Published in "In 8th ACM IKDD CODS and 26th COMAD."
Vaishnavi Muralidharan , Nandan Sudarsanam , Balaraman Ravindran

Data from Global Positioning Systems (GPS) and fare-meters in For-Hire vehicles (FHVs) have been used for various applications – both in research as well as organizational decision-making. The utility of such exercises largely depend on the accuracy of the data. This study looks at an environment where the data is partially mislabeled. Specifically, we take a common real-world setting where vehicle operators choose to render transportation services to customers without the use of a fare-meter, often by negotiating a fixed rate with the customer. This practice, which to different degrees, has been observed and documented across urban areas in the world, leads to various undesirable effects. In this study, we seek to identify cases of such behavior in the dataset. Typically, a supervised learning classifier could be built to predict the occupancy status from GPS traces, which can then be used, to look for anomalies between the predicted and stated behaviors. However, in our case the training dataset also contains instances of incorrect tagging.
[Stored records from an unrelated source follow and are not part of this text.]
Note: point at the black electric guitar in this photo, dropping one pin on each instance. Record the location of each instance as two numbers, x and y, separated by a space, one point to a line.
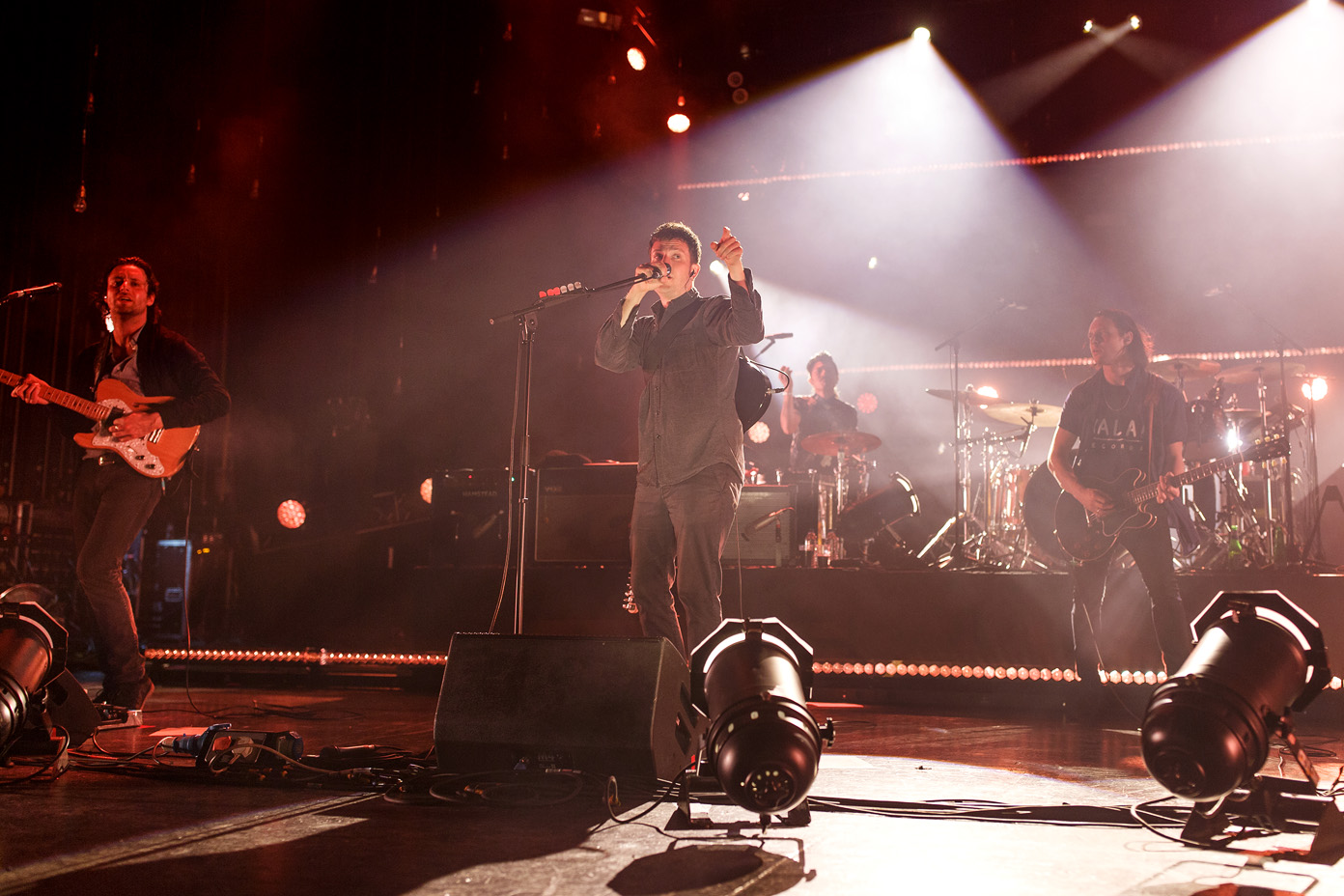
1086 536
157 456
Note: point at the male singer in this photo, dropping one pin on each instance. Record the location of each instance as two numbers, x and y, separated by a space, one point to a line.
691 463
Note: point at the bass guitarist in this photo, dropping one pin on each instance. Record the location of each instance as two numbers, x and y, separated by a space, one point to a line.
1123 419
112 498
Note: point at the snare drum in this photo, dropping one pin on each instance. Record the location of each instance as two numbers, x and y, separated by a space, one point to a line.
1007 494
878 511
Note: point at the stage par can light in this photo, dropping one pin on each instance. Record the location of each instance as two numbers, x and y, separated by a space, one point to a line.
33 653
1258 658
751 680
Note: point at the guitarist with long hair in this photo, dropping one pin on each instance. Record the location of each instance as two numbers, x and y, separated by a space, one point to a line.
1121 426
121 479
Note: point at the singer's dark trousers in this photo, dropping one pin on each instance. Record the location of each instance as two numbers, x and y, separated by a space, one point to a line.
1152 552
112 504
676 535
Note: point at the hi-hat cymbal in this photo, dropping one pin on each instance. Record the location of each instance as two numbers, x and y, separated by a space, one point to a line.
1265 368
966 398
1187 368
840 442
1031 412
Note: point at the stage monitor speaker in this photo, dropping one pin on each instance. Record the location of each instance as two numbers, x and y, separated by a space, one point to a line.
163 596
765 531
583 514
606 706
469 515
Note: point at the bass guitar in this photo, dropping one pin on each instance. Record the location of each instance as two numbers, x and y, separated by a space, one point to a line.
157 456
1087 536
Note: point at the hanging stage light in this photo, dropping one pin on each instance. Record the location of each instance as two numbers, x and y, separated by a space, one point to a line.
33 655
751 680
1206 731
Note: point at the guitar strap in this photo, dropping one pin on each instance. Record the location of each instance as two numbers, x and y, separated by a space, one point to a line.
99 359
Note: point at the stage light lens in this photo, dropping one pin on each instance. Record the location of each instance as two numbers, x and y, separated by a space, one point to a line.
1206 731
33 653
762 743
291 514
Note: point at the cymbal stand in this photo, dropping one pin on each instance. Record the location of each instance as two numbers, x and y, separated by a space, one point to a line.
961 432
1281 344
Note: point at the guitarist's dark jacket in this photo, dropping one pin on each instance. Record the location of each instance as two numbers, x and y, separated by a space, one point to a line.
168 366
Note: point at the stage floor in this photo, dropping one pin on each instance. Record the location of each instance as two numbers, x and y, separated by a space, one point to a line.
932 785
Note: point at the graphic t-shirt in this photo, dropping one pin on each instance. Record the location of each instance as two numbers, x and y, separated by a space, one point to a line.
1111 423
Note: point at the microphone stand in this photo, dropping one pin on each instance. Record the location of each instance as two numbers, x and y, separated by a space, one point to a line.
520 436
957 559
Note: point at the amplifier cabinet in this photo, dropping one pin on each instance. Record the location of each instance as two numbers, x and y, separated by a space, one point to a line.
583 514
469 514
765 531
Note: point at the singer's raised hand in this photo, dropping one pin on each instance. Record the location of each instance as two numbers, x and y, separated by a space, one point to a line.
730 253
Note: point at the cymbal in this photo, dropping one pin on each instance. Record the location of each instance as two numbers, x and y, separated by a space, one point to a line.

We address this problem by casting it as one of learning from Positive and Unlabeled instances (PU Learning) . This is owing to the fact that we observe the phenomenon of one-sided label noise, where trips tagged ‘vacant’ by the taximeter could be truly vacant or occupied, whereas trips tagged ‘occupied’ are expected to be occupied in reality as well. To support this novel formulation, we apply three state-of-the-art PU Learning algorithms on a real-world trajectory data set from an organization plying 170 active vehicles over a period of two months. We compare these to the baselines of standard supervised learning. Validation is carried out by the organization through alternate channels of investigation which is not indicated in the data set. The results show that the PU Learners provide a significant improvement in classification across a range of metrics when compared to the baseline approaches. This translates to a significant increase in identifying or reclassifying the mislabeled rides.